If it takes a venture capital fund more than three months to decide
whether to invest in you, it’s a lost cause. Forget the fund and move on, as
it’s not likely that you will get an investment from it. This is one of the
messages that emerges from a seminar organized by MATI High Tech and
Infinity Venture Capital Fund.
One of the bitterest complaints against entrepreneurial funds,
particularly new ones, for which the start-up is their first, is that funds
tend to drag their feet. This is liable to push the start-up out of the
game, since nowadays, a start-up’s window of opportunity is extremely short.
Giza Fund general manager Zvi Schechter says that funds need to act
fairly, even if they are greatly pressed for time. The time problem, which
is related to a growing personnel problem at these funds, greatly handicaps
the funds in growing and developing, and presents an even more serious
obstacle to the screening of new start-ups.
”For some reason,” Schechter says, ”fund managers tell entrepreneurs just
starting out that they will get back to them the following week regarding
their business plan,” knowing full well that they have absolutely no chance
of reviewing the plan by the following week, or even the week after.
The beginner entrepreneur swings back and forth between hope and
desperation, but he should understand the following principles: funds that
specialize in a specific field can be expected to reach decisions much
faster than a fund that has only general knowledge of the field. When this
sort of fund has to start examining a technology or business model in depth,
either by itself or through consultants, it will take much longer, and the
process will be much slower.
Formula Ventures general manager Ariel Sela expands the subject, by
saying that the load funds currently face, and the multiplicity of new
initiatives cropping up on a daily basis, do not help shorten time spans,
quite the contrary. “We invest in about ten out of 700 start-ups which
approach us. As a result, the funnel becomes increasingly more narrow, which
makes it harder to reach decisions quickly.”
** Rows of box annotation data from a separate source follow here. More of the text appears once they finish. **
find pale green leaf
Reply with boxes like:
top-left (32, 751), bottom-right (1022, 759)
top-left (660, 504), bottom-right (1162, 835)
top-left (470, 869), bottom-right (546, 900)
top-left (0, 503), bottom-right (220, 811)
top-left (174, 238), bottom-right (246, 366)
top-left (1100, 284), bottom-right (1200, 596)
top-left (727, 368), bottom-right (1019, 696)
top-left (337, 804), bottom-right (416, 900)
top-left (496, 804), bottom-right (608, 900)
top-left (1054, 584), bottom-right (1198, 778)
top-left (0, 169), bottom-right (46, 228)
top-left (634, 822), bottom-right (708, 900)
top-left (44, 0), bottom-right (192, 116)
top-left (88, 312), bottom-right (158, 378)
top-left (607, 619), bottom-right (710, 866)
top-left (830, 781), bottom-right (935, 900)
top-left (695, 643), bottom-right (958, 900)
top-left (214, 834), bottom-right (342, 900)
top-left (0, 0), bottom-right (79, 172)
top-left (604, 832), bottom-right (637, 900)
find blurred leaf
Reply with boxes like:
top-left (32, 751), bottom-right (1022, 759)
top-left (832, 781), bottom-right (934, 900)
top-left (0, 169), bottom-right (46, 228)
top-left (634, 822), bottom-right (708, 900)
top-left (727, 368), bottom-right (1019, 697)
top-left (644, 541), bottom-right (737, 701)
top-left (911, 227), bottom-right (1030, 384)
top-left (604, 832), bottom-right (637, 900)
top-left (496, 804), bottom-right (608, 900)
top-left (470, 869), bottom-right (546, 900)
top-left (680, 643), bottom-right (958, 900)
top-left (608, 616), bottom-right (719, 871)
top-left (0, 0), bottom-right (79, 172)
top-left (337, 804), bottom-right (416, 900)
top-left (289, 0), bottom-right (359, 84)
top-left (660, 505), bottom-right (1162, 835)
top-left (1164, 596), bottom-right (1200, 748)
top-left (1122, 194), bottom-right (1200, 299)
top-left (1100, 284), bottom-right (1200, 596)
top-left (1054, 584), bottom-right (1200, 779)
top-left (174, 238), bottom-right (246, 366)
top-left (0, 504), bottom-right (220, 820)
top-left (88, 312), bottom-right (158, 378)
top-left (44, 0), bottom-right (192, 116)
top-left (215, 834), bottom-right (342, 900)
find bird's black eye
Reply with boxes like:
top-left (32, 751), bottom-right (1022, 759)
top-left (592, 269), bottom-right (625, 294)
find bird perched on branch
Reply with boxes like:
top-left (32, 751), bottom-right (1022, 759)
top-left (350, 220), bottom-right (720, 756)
According to Robert Bash of Inifinity, time is the most lacking
resource, much more than money. A start-up has no time, since its window of
opportunity is extremely narrow. Funds, which have to examine these
initiatives with tiny windows of opportunity, suffer from the same
restriction, since the moment the window closes for the start-up, it also
closes for the fund.
On the other hand, Bash claims that funds should at least be polite
enough to tell an entrepreneur that they are not interested in his
merchandise, or that they will be able to review his proposal only in
several weeks. He can then make a decision in the light of this fact.
At the same time, the entrepreneur needs to know how to be short, in
order to take up as little as possible of the fund’s time, for his own
benefit. “An entrepreneur needs to know how to do an ‘elevator presentation’
, i.e. present his idea and his company to us during the time it takes the
elevator at the entrance level to reach the fund’s office, in our case – the
16th floor. We, for our part, need to know how to organize ourselves in the
right way and be efficient, in order to meet reasonable deadlines.”
Another way to catch attention, which translates into shortening time,
is by having a good story to tell, according to Clal Electronics manager
Barak Hahamov. “If you approach us and tell us that Cisco is your strategic
partner, you’ll be granted longer listening time more swiftly. This means
that the entrepreneur needs to weave his story in such a way as to sound
better than other start-ups’ stories, and will therefore be accorded higher
priority in the fund’s schedule. In other words, your story must give the
funds the immediate feeling that they are going to profit in a big way
here.”
If you truly want to earn a fund’s undivided attention in listening to
your business plan, do yourself a favor and compose a short one. Those in
the funds business explain that it is preferable to arouse them to wanting
to know more, and certainly not to send them dozing. You may ask what is
regarded as short business plan. A two-page management overview at most,
plus a business plan of only fifteen pages, and heaven forbid, your
presentation should not contain more than a dozen transparencies.